Phone lines have (or at least had) narrow frequency ranges. I'm not an expert but I'd assume this is just normal sound like any old modem.


Reminds me of Clinkle (https://en.wikipedia.org/wiki/Clinkle) which hoped to use sound to transmit payments.


Key difference, this one has demonstrated it working!

Jokes aside, I'm sure Clinkle had something working in a demo form but obviously the problem is sound as a digital communication medium is terrible outside of specific use cases (air gap attacks?).

Clinkle is up there in the who's who of blow ups.


re clinkle: i have definitely witnessed it working in person. not that that says anything in particular about clinkle. and yeah, knowing a lot of the people who worked there i definitely feel great delight and kinship with that particular blow up. and i worked at Color (Labs) for a bit, which, in terms of blow ups was like Clinkle before Clinkle, so i feel like i've had front row tickets to two of the best ones from that era! :)


we did have it. as a former Clinkle employee I can confirm we had infrasound payments in the app and backend support for it. (I was on backend)


Also Chirp. I wrote an error correcting modem for them. Getting a simplex packet from A to B is the easy part. But any kind of bidirectional protocol (say for flow control) falls apart in an acoustic medium because duplex operations are thwarted by echo and phase. It's a long time since I played with the idea but I reckon you could do a lot more now with phones that have mic arrays and enough CPU power to do more serious DSP.

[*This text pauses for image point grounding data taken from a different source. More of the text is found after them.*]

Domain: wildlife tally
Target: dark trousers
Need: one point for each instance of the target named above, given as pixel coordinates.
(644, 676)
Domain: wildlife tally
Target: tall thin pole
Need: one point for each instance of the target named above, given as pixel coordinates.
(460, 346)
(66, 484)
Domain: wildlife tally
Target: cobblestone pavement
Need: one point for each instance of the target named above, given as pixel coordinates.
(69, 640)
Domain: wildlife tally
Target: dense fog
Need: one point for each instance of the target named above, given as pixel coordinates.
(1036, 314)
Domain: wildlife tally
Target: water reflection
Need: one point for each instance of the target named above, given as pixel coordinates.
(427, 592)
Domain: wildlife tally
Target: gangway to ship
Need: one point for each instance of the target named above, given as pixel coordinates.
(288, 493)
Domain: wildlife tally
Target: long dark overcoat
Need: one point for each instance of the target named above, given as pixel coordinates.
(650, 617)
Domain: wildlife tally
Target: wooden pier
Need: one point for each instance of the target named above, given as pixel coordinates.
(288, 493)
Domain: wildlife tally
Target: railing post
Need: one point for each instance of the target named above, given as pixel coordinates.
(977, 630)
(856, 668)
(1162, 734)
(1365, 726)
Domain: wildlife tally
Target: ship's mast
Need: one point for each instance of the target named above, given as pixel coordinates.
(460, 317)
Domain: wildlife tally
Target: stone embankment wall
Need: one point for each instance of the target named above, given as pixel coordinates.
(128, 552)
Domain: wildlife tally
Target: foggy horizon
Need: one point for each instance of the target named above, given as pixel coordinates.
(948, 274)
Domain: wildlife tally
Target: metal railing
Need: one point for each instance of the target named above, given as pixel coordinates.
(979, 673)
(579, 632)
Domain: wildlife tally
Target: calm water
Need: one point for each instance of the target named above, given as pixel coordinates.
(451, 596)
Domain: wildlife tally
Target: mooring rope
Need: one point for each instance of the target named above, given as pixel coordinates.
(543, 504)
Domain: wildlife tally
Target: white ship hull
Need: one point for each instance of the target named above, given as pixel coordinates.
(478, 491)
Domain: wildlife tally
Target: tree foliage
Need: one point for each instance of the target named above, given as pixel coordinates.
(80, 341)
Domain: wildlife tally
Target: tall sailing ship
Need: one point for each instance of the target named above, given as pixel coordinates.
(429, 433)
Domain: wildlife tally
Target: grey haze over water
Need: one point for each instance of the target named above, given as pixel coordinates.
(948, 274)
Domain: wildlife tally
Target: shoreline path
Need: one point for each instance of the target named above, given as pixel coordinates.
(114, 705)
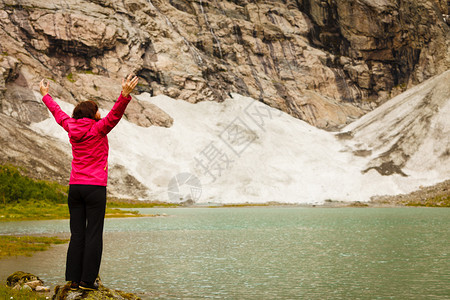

as someone who worked at Clinkle (on backend) we did indeed have this early on. it was one of the demos used during my interviews to show me the app. The feature used infrasound instead of ultrasound like this article.

unfortunately coffee grinders and such would mess with transmission. the sound engineer working on it also left shortly before I started so the feature never got fixed and eventually killed.


I will say this is a cool project. However, the implementation of the idea in reality is even worse than NFC. While NFC is useful in many contexts, it then requires you to put a faraday cage around your card and manually turn on or off the NFC to not get your money stolen, and even then can be circumvented. Even further relaxing the distance constraints even makes it even easier to steal money. I'd imagine a lot of the engineering would go into making it safe (having some set up such that the US sounds vary to some degree...then may be even an authentication protocol..then...then...then...

The moment I saw the headline, I was incredulous. The actual project implementation in the article is a rather cool hack, so props to the author. I dread the day someone actually picks this up, assuming someone does actually choose to.


Cool technology, bad problem. I fully agree getting more distance is problematic. Not even in the sense of getting your data stolen, but also to allow pro active payment. I mean you want the customer to do an action (holding the card close to a device which shows the amount deducted) to conclusively agree to that payment. Not the cashier presses a button, and anybody too close pays for it.


modem/phone couplers, anyone?


Phone carriers cut off the frequency spectrum.


i'm just referring to the acoustic isolation from the mechanical coupler. obviously (?) the passband for telephone comms is far short of ultrasonic


What do you mean by acoustic isolation?



Yes, but what can ultrasonic do here?


The complaint was that the wrong payment can be made, because audio leaks.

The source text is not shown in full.